Some companies claim to have developed their own AI, but what they actually do is connect to a large AI model such as those developed by OpenAI, Meta, and Anthropic. The way they work involves training these models, which can be done in various ways.

Further training of a large AI model, such as GPT (by OpenAI), LLaMA (by Meta), and Claude (by Anthropic) can be done in different ways. You can use fine-tuning models where the data goes to the large companies. It disappears into a black box, which can be undesirable. The key here is ‘trust’ and properly mitigating potential risks.

Moreover, it takes months of training to get a fine-tuned model to respond well and a lot of data. This is often not really feasible for smaller companies.
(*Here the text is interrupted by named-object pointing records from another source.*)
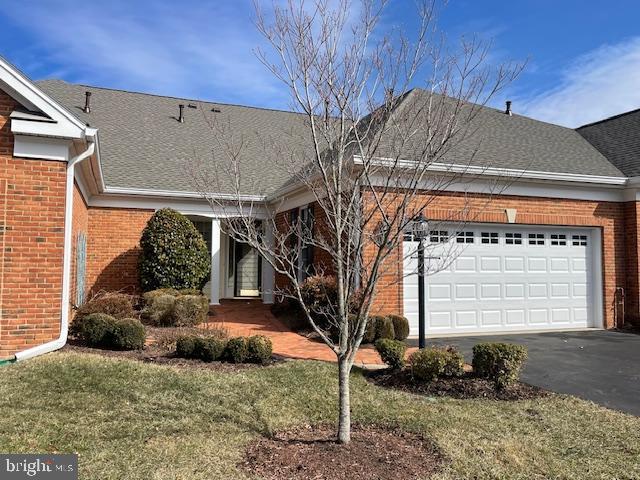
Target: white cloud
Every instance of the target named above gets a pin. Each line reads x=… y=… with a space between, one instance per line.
x=599 y=84
x=188 y=48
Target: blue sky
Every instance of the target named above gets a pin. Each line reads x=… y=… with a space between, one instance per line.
x=583 y=56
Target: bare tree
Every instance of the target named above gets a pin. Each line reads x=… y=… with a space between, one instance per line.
x=374 y=152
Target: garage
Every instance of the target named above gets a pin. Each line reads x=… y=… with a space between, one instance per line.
x=499 y=278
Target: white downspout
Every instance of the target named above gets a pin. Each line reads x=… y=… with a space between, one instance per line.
x=66 y=262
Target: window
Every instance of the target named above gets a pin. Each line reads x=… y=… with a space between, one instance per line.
x=489 y=237
x=558 y=239
x=536 y=239
x=513 y=238
x=302 y=219
x=579 y=240
x=438 y=236
x=464 y=237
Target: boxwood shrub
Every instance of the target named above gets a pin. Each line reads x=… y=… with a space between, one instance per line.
x=391 y=352
x=236 y=350
x=499 y=362
x=173 y=253
x=400 y=326
x=102 y=330
x=259 y=349
x=126 y=334
x=173 y=308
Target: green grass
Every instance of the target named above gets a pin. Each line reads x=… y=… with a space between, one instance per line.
x=132 y=420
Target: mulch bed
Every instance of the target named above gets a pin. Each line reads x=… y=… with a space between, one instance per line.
x=163 y=356
x=313 y=453
x=464 y=387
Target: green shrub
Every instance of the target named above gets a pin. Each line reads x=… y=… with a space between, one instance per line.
x=400 y=326
x=149 y=297
x=454 y=362
x=499 y=362
x=170 y=308
x=236 y=350
x=126 y=334
x=160 y=310
x=428 y=363
x=118 y=305
x=384 y=328
x=174 y=254
x=186 y=346
x=370 y=330
x=259 y=349
x=101 y=330
x=92 y=328
x=189 y=310
x=391 y=352
x=208 y=349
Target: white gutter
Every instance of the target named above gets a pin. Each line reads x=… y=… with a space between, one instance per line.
x=500 y=172
x=66 y=262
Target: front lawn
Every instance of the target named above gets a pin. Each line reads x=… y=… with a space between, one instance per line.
x=132 y=420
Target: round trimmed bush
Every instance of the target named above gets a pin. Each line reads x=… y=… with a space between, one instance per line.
x=160 y=310
x=428 y=364
x=499 y=362
x=118 y=305
x=400 y=326
x=370 y=330
x=454 y=362
x=209 y=349
x=126 y=334
x=384 y=328
x=92 y=328
x=174 y=254
x=236 y=350
x=259 y=349
x=185 y=346
x=391 y=352
x=190 y=310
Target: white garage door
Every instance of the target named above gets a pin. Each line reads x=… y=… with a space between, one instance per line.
x=495 y=278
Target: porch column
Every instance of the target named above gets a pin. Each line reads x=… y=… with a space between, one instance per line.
x=215 y=262
x=268 y=275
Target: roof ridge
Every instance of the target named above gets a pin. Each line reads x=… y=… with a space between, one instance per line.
x=133 y=92
x=612 y=117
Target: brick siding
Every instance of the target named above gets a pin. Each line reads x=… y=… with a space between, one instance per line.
x=113 y=248
x=608 y=216
x=32 y=203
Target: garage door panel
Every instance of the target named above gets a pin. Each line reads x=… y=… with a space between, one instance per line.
x=522 y=282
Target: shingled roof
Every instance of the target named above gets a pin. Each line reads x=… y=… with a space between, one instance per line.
x=143 y=146
x=617 y=138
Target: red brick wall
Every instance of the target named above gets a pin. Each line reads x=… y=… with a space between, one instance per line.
x=608 y=216
x=32 y=202
x=632 y=234
x=80 y=224
x=113 y=248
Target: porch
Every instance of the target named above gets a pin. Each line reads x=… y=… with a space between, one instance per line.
x=244 y=317
x=237 y=270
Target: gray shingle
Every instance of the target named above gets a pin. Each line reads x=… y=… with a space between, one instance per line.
x=143 y=145
x=618 y=139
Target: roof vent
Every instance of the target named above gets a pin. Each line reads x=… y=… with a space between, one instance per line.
x=508 y=109
x=87 y=102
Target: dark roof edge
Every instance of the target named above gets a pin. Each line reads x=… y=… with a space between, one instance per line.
x=133 y=92
x=613 y=117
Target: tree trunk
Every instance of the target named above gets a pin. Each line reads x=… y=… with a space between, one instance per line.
x=344 y=418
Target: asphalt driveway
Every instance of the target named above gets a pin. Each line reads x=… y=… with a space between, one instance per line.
x=601 y=366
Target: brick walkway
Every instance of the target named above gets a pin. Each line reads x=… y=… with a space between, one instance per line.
x=252 y=317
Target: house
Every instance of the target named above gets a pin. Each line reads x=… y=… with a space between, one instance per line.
x=82 y=169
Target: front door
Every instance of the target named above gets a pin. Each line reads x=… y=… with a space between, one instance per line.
x=247 y=270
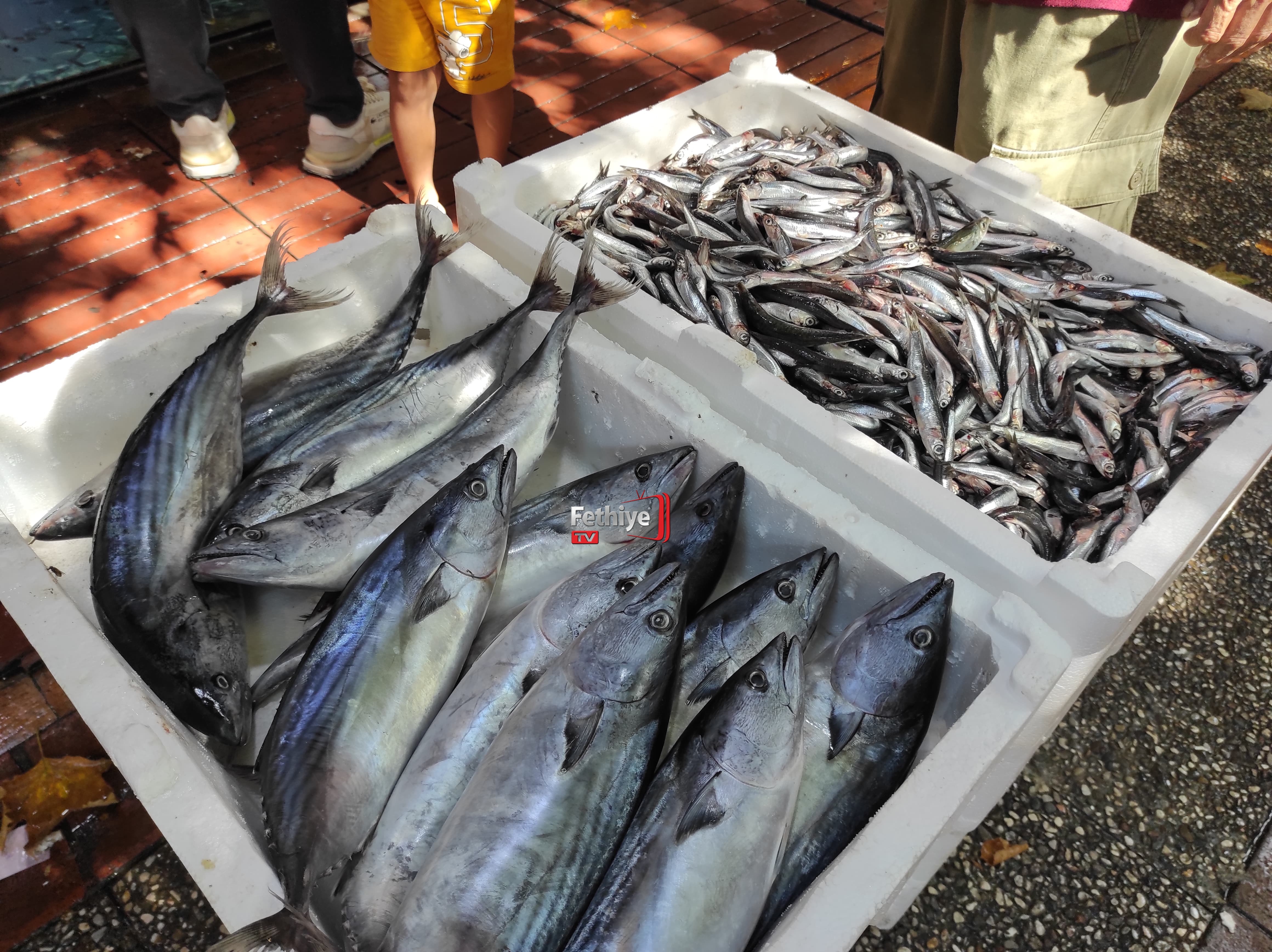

Or you can use embedding models, where the data is not used for training or other purposes. Here, the system, like Smitty.ai, sends part of the information to the AI as context along with the question. Then the AI responds.

Advantages of embedding compared to fine-tuning models include the speed of training and that the company data is safely stored locally and only relevant parts are used. Months of training are reduced to minutes. Good preparation of the data and structuring can be assisted by us. You can also read this https://smitty.ai/training-the-ai-with-smitty/ on how to do this with Smitty.

Smitty.ai has designed a system where the data is securely stored on Dutch-hosted servers within Smitty. The company’s data will not be stored in the AI as with a fine-tuning model. What we actually do is send context and the question to the AI to get an answer. We work with snippets of a document and the way we send this information is not stored by the AI. So we work with a one-time memory of the AI on how it assesses and processes the information.